Circle K: Hà Nội’s most popular convenience store is a popular backdrop in Wong Kar Wai’s cinematography. — Photo Jet Tone Films |
Alex Reeves - @afreeves23
‘Hanging out’ - something that exists in pretty much every culture around the world. Younger people, especially, will always find somewhere to meet and enjoy one another's company without the watchful gaze of the parental eye. Sadly, despite this being a demographic I can no longer identify myself within, it's no less fascinating to see the Vietnamese equivalent of my younger years.
We’re overly acquainted with the American icons of youth culture – diners, arcades, and drive-in movies. The UK has its pubs and greasy spoon cafes, though, with the cost of living, today's youth have more often been relegated to the outside of supermarkets or on school playing fields and public parks. But what about here?
Stop by your local Circle K and you’ll notice convenience store culture in full swing. It’s here that acts as the social hub for many today. Cheaper than a cafe and with instant noodles and an array of other snacks on hand. It's the perfect spot to catch up. Groups of young adults fill the image with dots of tired workers scattered across the picture, seeking respite and cheap coffee between shifts across the country – a demographic I can more easily relate to.
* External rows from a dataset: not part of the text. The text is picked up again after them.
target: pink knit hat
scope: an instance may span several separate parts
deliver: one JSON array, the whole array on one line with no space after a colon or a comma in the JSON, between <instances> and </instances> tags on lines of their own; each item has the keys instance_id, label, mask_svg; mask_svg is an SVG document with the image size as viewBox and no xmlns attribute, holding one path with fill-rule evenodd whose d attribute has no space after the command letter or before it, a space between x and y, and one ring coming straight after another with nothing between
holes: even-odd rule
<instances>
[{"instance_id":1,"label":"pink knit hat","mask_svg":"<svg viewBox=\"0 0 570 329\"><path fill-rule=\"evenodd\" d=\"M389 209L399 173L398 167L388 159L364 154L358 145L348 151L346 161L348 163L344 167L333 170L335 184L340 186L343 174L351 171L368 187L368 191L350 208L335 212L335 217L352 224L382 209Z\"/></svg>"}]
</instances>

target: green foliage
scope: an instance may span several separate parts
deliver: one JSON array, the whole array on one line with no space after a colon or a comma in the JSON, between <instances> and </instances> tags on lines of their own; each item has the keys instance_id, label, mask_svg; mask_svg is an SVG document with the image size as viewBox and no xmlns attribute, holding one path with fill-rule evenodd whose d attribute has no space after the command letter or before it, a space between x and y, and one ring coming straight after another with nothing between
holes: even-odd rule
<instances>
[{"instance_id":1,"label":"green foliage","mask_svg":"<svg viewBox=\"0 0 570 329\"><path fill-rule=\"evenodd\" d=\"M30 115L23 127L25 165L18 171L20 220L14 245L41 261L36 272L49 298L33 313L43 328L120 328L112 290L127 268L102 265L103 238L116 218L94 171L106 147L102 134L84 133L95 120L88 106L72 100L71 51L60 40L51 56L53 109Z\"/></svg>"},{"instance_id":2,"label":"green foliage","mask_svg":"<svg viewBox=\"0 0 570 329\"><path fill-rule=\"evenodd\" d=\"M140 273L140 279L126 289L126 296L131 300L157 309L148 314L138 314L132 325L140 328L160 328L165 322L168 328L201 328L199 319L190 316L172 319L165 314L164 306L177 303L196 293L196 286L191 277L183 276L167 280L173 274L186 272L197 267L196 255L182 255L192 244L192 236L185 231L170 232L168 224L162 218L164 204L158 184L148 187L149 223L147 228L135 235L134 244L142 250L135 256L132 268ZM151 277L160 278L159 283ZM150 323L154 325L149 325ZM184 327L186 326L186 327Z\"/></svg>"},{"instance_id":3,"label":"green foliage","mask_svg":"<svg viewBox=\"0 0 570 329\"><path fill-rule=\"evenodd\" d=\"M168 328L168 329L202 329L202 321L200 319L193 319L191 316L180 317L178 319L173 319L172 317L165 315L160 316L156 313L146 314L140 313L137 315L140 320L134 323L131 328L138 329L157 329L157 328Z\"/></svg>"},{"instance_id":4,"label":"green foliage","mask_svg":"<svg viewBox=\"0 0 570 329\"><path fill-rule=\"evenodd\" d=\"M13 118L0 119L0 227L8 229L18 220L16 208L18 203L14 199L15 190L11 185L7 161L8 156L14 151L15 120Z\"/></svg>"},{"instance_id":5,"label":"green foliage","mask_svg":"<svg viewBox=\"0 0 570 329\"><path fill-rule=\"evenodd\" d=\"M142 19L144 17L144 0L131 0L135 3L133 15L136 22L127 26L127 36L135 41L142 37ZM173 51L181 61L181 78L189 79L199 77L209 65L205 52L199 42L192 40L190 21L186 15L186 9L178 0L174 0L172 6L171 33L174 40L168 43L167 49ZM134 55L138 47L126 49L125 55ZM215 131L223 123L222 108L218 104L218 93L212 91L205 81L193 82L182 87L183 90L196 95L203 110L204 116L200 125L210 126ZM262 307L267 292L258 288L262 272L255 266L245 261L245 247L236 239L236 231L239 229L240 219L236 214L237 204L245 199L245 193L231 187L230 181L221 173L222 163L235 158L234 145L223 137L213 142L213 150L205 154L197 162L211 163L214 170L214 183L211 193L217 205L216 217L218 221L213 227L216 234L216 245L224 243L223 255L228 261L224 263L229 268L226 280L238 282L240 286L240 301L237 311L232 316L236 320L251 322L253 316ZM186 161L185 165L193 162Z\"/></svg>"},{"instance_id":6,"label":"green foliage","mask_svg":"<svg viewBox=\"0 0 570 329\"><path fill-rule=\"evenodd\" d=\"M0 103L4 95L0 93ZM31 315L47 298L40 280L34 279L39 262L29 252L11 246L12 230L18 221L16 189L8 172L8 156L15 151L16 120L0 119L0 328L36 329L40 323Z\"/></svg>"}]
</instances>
Hidden away in little dining rooms that you might not even know are there unless you’ve wandered up the inconspicuous staircase in the back corner of the shop floor, are rooms full of conversation and energy. In an increasingly online world where so many young people have the option of retreating to a considerably and sometimes entirely digital existence, it's reassuring to know that the allure of real-life socialising endures.
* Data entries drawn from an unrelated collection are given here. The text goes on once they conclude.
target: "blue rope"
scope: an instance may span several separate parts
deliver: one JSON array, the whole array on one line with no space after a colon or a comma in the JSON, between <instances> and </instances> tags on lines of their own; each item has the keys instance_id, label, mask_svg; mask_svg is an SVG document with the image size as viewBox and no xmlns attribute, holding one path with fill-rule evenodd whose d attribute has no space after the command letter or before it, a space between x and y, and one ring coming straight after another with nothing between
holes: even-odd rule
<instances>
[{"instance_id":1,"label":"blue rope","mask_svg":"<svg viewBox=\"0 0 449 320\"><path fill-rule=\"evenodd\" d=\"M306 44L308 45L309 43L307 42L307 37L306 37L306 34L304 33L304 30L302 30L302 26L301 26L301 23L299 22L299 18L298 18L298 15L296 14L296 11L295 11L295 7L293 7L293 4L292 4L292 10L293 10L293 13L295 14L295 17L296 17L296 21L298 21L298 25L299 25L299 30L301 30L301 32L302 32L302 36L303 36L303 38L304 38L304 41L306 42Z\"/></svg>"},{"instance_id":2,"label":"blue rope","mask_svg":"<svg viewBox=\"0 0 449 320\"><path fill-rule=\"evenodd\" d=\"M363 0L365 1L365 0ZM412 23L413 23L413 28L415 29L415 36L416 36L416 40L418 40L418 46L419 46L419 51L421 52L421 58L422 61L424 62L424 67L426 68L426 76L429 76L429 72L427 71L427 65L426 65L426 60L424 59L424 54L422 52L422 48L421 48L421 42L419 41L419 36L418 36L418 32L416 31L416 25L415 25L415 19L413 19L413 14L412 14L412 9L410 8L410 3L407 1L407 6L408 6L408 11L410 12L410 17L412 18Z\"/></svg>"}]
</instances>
To me, Circle K's with their bright signage reflecting the colour of city streets in post downpour puddles, are evocative of the 90’s Wong Kar Wai films that romanticised this strange chain of US convenience stores. Here, as in those films, you can observe the contrast of working solitude and youthful companionship on display together as two different chapters of life in the city, playing out at once.
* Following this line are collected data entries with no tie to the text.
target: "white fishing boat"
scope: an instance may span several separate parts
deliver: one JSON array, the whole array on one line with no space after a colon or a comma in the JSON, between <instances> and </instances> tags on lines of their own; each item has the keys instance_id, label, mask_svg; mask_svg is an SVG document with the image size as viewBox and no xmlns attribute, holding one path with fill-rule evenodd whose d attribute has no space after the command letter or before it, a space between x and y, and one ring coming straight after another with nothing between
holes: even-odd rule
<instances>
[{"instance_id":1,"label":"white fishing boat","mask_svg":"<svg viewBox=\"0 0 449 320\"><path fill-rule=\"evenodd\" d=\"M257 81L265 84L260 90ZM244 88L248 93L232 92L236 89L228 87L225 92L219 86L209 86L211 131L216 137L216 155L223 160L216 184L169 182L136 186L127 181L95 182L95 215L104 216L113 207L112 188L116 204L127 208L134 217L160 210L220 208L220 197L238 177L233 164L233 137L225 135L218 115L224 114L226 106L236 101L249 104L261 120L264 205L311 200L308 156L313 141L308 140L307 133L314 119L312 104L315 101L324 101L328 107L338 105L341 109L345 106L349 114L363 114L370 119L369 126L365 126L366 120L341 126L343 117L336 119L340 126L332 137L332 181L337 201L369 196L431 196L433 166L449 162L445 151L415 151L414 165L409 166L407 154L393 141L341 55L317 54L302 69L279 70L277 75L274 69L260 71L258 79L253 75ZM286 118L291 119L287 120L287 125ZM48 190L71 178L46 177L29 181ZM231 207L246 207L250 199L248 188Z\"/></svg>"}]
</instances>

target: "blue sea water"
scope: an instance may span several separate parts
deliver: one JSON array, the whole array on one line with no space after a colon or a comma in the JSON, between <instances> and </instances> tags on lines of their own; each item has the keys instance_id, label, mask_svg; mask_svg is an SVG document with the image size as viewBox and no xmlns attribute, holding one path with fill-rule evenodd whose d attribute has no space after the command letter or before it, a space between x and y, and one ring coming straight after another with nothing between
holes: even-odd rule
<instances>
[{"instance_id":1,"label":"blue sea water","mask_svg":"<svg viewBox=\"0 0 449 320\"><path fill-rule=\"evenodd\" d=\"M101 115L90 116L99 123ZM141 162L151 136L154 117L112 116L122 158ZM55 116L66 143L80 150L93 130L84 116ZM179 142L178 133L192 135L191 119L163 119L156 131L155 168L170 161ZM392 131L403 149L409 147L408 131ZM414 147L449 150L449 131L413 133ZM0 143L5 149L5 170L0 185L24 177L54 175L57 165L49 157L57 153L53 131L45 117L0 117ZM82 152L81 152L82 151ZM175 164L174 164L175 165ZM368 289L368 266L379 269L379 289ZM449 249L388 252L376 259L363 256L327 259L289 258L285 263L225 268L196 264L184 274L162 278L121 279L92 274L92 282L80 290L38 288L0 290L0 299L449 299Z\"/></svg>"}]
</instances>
The affordability of these spots is crucial; they offer a slice of urban life accessible to a broad subsection of society, making them ideal for the hobby of the everyman; people watching. For anyone living here, these stores are a window into the social fabric of Hà Nội. It might not be recommended in Lonely Planet but I implore anyone looking for a different perspective of the city to pull up a stool, grab a cup of instant noodles, a cold beer or tea, and enjoy the buzz.